A casa dava abrigo a alguns hóspedes, estudantes universitários vindos de várias zonas do país, que ali encontravam um quarto, comida na mesa, roupa lavada e boa companhia, em troca duns tostões que ajudavam a sustentar o lar e a família.

Maria franzina ainda menina e bem disposta ajudava nas limpezas da casa, feliz por respirar o ambiente cheio de poesia e palavras sábias de rapazes universitários, que lhe lembravam os amantes dos romances que lia, por baixo dos lençóis bordados da sua cama.
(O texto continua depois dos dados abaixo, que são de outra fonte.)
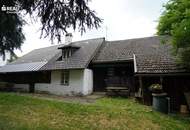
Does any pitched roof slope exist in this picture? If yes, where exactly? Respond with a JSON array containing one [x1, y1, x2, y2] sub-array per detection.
[[93, 36, 186, 74], [93, 36, 171, 63], [0, 38, 104, 73], [41, 38, 104, 70], [135, 55, 186, 74]]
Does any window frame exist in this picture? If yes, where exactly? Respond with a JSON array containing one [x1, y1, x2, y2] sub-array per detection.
[[61, 70, 70, 86]]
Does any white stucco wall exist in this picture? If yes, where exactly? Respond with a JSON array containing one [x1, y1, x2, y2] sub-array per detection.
[[35, 69, 93, 96], [14, 84, 29, 92], [83, 69, 93, 95]]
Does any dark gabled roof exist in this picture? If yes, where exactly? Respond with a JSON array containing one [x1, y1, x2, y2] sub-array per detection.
[[58, 44, 80, 49], [93, 36, 171, 63], [0, 38, 104, 73], [40, 38, 104, 70], [134, 54, 186, 74], [93, 36, 186, 74]]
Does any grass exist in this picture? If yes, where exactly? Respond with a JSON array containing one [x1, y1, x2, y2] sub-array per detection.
[[0, 93, 190, 130]]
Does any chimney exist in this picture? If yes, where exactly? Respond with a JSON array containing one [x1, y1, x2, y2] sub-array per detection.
[[65, 33, 73, 45]]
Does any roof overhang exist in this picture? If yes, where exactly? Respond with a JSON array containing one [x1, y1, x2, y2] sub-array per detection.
[[0, 62, 47, 73], [135, 72, 190, 77]]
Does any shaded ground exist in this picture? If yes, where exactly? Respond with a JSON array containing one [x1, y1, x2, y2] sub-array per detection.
[[0, 93, 190, 130]]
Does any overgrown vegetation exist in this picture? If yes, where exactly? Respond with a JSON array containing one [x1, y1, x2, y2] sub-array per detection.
[[0, 93, 190, 130], [158, 0, 190, 69]]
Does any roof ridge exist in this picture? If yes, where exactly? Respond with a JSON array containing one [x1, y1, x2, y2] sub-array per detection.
[[106, 35, 162, 43]]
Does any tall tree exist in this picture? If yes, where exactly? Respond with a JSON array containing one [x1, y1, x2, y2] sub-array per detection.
[[157, 0, 190, 69], [0, 0, 102, 58]]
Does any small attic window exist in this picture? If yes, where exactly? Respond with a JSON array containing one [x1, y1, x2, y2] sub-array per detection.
[[62, 49, 73, 58], [58, 45, 80, 60]]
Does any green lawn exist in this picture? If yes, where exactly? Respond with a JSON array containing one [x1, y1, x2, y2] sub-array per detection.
[[0, 93, 190, 130]]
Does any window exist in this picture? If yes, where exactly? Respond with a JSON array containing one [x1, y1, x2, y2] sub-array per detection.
[[61, 70, 69, 86]]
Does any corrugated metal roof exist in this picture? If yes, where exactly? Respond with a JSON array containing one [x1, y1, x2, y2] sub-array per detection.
[[0, 62, 47, 73]]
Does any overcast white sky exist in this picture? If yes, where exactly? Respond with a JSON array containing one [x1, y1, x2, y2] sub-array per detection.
[[0, 0, 168, 64]]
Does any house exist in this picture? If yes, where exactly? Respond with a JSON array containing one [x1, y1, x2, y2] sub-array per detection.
[[0, 35, 190, 110]]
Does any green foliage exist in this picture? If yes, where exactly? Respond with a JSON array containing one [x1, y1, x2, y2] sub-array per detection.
[[0, 0, 25, 58], [157, 0, 190, 69], [0, 0, 102, 59], [0, 93, 190, 130]]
Não havia ninguém que se incomodasse com a sua presença. Aliás, todos a tratavam com o devido respeito, enquanto conversavam descontraidamente sobre os mais variados assuntos, que ali não eram censurados. O ambiente daquela casa  era tão saudável quanto o corpo de Maria franzina que ia tomando formas, despedindo-se da infância para dar lugar à rapariga bonita e sensual, de olhos sempre rasgados, nariz estreito, boca carnuda e aquele cabelo moreno muito seu, sempre cortado a 3/4. 

Nada lhe indicava ainda que era ali que se encontrava o único amor da sua vida, um dos rapazes universitários. Iria dar-se início a outra fase da sua vida.